Motif obstétrical ou affection directement en relation avec la gestation

• Maintien de la gestation, déclenchement du poulinage et dystocie.

• Placentite.

• Avortement.

Urgence ou maladie intercurrente plus ou moins aiguë et de manière ponctuelle

• Colique ou maladie digestive.

• Fracture ou affection ostéo-articulaire.

• Plaie.

• Affection respiratoire aiguë.

• Maladie infectieuse.

• Hyperthermie d’origine

indéterminée.

• Anesthésie générale.

Poursuite de traitement malgré la gestation

• Affection respiratoire tel un asthme.

• Arthropathie avec boiterie.

• Fourbure.

• Cushing.

• Ulcères gastriques.

Prévention

• Vaccination.

• Vermifugation.

• Alimentation et

complémentation.

Diagnostic

• Scintigraphie et examen d’imagerie

par résonance magnétique.

• Radiographie.

• Injections de produits spécifiques.

Éléments à retenir

• L’état de gestation ne doit pas interdire le traitement de la jument gravide.

• Tous les médicaments ne sont pas toxiques ni tératogènes pour le fœtus.

• Les maladies chroniques peuvent être soignées chez la jument gestante.

• L’efficacité de certains médicaments peut être modifiée chez la jument gestante.

• Le traitement de la jument gestante s’établit après évaluation de la balance bénéfices/risques.

ENCADRÉ 2 : TRAITEMENT D’UNE PLACENTITE

AINS : flunixine.

Antibiotique :

• selon l’agent en cause ;

• privilégier :

- triméthoprime + sulfamides : bon passage placentaire, risque d’hyperbilirubinémie chez le fœtus et le poulain à la naissance,

- pénicillines à doses répétées,

- gentamicine : ototoxicité non demontrée chez le fœtus équin ;

• limiter l’usage :

- ceftiofur : faible diffusion placentaire, meilleure en cas d’inflammation.

Progestatif : altrénogest.

Inhibiteur xanthine phosphodiestérase : pentoxifylline :

• augmentation de la microcirculation placentaire ;

• diminution de la production de cytokines.

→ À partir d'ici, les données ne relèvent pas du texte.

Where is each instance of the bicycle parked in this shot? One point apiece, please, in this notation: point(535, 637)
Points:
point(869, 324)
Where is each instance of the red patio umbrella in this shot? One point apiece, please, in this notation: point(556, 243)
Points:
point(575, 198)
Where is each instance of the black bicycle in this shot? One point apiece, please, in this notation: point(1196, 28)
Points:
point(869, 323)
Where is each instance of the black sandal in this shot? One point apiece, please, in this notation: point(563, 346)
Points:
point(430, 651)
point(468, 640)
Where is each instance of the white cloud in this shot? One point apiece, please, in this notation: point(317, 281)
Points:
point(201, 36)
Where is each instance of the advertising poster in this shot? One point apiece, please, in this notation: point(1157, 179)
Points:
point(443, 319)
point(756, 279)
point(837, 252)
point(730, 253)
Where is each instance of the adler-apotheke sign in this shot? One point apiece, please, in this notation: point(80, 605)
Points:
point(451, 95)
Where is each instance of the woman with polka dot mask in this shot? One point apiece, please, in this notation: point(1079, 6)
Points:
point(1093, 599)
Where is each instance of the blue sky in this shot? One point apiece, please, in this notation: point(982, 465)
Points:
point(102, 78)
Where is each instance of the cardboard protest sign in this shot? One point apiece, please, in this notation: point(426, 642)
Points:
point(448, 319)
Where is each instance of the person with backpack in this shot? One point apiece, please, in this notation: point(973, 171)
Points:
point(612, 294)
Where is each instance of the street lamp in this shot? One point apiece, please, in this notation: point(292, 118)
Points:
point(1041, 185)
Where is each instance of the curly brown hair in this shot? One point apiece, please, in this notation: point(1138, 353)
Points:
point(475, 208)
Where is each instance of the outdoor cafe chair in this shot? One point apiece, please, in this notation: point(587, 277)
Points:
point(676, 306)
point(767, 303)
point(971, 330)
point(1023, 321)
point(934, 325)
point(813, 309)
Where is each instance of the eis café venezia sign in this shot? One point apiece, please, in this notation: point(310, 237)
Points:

ENCADRÉ 3 : TRAITEMENT D’UNE GESTATION PROLONGÉE

• Dompéridone(1) à la dose de 1,1 mg/kg/j per os.

• À partir de 15 jours avant la date du terme.

• Augmentation du taux de prolactine en quelques jours.

• Prévoir de recueillir le colostrum si besoin à la dose de 0,5 mg/kg 2 fois par jour, diminution lactation prématurée.

• Pas d’effets centraux (pas de passage de la barrière hémato-méningée).

• Pas d’effets sur le poulain (pas de passage placentaire).